Yes, The Runaways is as filled with softcore underage lesbian sex as it is with rock-movie clichés, from the montage of rapid-fire ecstatic magazine and newspaper covers that take the group from obscurity to superstardom (in Japan, at least, where the locals have a weakness for young girls in tight pants) to the use of blurry, distorted visuals to convey Currie’s ever-deteriorating mental state during the proverbial nightmare descent into booze and pills. Shannon plays Fowley as the P.T. Barnum of the Sunset Strip, a prankish provocateur whose tough love for his protégés looks an awful lot like emotional and verbal abuse. Shannon gives the film an unpredictable, live-wire energy, but as it staggers into its third act, Shannon more or less disappears from the proceedings, and the film focuses intently on Currie (whose memoir inspired the film) and Jett (who executive-produced). The Runaways were the first major all-girl punk band. In honor of this distinction, they’re now the first major all-girl punk band to inspire a bleary, excessive, and altogether mediocre big-screen biography.

Newsweek:

Throughout the film, which chronicles the rise and implosion of the 1970s all-girl rock band, director Floria Sigismondi reinforces the female sensibility with a studied, matter-of-fact presentation of masturbation, lesbianism, and bodily functions. Men, when they appear at all, are disappointing, like singer Cherie Currie’s (Dakota Fanning) alcoholic father; creepy and controlling, like the band’s manager, Kim Fowley (Michael Shannon); or expendable, like the band’s roadie and Cherie’s occasional sex partner, who disappears after a handful of scenes.
You can’t tell the story of the Runaways without acknowledging the way Fowley, a lecherous self-promoter, traded on the girls’ jailbait appeal to sell records. But in depicting the degradations and objectifications the girls submit to on the way to their 15 minutes of top-40 fame, Sigismondi raises the question: how do you make a film about female exploitation that is not itself exploitational?

Philadelphia Inquirer:

Sigismondi’s evocative portrait of Currie (Dakota Fanning), Jett (Kristen Stewart), and their stage sisters is a strange bird. On the one hand, it’s a pitch-perfect evocation of time and place, and boasts mesmerizing performances, including that of a tranced-out Fanning, a prickly Stewart, and an outlandish Michael Shannon as Fowley.
On the other, it adheres slavishly to the too-much, too-soon template of nearly every other music biopic.

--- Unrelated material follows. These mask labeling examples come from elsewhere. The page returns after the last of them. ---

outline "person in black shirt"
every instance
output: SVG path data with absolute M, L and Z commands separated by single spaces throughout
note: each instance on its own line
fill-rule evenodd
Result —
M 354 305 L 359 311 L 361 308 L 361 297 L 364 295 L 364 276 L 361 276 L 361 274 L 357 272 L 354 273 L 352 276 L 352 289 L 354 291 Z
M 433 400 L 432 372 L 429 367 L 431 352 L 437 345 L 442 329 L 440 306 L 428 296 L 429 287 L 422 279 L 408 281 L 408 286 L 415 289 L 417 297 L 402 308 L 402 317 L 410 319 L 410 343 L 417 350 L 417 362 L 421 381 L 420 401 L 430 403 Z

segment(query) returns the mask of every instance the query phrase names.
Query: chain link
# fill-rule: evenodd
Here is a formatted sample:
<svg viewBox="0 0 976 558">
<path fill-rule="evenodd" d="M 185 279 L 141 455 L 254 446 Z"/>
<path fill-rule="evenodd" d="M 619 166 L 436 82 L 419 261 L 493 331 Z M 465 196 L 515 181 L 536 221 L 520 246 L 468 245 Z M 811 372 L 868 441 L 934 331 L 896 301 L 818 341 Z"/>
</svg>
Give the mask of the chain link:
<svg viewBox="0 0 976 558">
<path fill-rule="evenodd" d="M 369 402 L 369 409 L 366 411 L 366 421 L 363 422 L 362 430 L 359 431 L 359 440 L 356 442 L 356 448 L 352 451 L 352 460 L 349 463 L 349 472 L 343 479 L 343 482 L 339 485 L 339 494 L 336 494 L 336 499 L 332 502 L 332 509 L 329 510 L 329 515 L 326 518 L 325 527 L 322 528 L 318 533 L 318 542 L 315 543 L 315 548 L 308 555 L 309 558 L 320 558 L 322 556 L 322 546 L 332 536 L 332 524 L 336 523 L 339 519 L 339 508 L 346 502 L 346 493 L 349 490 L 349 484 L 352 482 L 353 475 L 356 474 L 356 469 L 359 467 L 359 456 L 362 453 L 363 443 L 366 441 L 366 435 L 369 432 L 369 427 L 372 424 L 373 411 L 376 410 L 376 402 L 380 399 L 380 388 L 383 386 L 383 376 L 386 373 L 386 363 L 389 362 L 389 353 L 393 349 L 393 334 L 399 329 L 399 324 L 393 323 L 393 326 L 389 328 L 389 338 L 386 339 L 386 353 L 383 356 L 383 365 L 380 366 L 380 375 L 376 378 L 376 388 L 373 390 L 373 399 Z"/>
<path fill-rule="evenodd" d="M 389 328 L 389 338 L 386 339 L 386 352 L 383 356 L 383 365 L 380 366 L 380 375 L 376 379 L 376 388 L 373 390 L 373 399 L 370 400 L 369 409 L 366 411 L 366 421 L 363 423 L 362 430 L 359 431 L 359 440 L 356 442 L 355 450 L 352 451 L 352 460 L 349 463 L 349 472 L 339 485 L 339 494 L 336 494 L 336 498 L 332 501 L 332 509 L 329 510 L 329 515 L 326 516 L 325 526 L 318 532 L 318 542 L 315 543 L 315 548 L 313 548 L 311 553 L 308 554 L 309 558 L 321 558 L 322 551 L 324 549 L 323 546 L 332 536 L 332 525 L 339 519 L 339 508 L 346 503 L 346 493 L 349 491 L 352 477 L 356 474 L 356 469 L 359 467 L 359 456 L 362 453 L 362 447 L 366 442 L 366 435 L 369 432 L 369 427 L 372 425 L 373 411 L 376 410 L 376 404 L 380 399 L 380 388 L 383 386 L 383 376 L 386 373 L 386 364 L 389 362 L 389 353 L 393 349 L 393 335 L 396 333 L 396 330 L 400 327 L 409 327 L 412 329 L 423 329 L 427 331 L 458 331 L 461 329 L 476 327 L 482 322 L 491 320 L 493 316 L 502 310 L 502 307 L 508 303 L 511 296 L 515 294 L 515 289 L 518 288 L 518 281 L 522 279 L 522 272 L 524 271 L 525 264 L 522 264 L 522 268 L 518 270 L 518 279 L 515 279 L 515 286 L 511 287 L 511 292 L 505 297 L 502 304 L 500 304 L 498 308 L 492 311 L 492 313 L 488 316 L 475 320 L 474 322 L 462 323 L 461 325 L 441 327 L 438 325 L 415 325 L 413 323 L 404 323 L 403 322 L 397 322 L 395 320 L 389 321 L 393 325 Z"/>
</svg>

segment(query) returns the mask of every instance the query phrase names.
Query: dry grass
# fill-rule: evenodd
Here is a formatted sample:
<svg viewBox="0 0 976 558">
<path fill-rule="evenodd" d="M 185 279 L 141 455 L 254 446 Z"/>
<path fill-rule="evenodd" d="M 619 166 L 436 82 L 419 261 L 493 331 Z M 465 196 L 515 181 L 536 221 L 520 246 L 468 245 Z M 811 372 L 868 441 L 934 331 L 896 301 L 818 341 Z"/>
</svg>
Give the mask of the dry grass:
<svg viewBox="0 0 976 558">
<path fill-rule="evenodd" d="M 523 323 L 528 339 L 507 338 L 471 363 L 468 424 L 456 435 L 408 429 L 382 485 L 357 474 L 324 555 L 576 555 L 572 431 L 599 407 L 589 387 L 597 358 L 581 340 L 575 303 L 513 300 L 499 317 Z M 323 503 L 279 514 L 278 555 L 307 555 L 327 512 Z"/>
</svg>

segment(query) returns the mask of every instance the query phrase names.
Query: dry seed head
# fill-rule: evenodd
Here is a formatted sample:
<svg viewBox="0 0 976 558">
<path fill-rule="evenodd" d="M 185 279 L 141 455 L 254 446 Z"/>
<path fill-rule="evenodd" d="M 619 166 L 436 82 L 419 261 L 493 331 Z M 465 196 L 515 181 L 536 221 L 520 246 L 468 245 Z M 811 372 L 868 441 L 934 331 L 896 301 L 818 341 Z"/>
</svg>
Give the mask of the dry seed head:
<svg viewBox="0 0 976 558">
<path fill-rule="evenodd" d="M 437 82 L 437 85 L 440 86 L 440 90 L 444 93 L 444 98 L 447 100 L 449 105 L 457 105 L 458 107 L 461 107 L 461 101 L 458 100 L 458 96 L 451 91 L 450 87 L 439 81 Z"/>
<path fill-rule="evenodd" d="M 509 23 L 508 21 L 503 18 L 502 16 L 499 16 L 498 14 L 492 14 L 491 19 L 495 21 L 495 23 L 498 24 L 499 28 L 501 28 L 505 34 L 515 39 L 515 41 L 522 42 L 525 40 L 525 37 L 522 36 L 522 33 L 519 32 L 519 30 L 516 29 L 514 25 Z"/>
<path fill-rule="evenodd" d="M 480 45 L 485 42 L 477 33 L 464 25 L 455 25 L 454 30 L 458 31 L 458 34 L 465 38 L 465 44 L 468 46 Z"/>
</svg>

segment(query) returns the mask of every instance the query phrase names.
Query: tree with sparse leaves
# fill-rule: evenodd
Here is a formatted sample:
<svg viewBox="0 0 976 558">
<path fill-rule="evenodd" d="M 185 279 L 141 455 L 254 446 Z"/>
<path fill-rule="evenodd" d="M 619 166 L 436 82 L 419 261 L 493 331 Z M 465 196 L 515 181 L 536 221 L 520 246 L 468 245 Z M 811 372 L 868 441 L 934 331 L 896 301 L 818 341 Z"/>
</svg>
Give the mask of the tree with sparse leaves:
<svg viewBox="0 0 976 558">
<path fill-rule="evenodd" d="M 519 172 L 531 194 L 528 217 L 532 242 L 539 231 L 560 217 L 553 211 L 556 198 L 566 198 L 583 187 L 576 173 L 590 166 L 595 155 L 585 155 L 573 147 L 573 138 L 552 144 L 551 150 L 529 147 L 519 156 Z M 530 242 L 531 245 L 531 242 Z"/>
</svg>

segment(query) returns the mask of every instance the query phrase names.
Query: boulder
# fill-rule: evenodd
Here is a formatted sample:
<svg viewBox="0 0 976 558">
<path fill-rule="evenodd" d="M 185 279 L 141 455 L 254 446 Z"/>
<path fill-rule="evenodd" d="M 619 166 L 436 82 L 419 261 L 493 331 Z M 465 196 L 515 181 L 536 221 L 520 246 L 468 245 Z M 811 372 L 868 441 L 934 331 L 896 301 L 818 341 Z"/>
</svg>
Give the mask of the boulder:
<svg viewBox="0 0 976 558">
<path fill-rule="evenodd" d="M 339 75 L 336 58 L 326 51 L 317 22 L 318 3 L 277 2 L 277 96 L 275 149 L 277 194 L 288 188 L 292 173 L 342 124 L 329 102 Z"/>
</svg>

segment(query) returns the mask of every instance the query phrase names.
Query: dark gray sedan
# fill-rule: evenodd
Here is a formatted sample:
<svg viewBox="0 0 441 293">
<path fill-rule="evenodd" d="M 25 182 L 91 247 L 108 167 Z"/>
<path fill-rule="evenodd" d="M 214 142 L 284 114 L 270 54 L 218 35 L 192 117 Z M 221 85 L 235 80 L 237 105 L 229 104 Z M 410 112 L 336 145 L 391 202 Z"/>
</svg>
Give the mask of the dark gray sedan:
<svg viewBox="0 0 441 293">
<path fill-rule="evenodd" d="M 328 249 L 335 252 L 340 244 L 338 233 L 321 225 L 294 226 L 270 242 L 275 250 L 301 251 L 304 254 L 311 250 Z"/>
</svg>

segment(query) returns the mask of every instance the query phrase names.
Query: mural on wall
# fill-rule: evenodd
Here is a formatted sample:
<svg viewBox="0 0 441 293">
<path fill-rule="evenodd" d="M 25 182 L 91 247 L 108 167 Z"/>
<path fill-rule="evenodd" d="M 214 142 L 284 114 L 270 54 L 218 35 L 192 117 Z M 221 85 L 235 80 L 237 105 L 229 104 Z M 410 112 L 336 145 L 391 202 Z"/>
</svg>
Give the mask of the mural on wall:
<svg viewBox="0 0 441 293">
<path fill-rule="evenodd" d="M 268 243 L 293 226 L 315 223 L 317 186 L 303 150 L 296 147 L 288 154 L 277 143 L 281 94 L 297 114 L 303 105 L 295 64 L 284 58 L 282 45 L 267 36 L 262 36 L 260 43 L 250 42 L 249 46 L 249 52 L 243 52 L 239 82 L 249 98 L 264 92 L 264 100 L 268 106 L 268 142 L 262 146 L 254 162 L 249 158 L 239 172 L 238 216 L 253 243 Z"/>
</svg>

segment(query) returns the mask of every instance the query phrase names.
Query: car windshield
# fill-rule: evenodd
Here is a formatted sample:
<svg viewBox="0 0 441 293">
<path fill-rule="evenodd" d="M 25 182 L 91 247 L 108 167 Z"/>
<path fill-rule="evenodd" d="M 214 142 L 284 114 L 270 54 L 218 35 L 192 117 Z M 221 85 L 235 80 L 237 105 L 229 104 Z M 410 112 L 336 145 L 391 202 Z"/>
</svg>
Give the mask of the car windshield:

In this case, there’s something awfully literal about watching the group famous for the refrain “Neon angels on the road to ruin!” as just that. And not much more.

US Weekly:

While Stewart’s Twilight fans may wonder why she isn’t front and center, she clearly is the movie’s spine, its agile strength. As an actress, Stewart is already strong enough to be generous with her costars. (Speaking of, watch for a same-sex kiss between the leads!) Filmed with a 1970s punk edginess by music-video director Floria Sigismondi, the movie recalls a time when a schoolteacher, refusing to give Jett a lesson she wanted, tells her, “Girls don’t play electric guitar.” While some things have changed, this is an anthem to those young women who wouldn’t take no for an answer.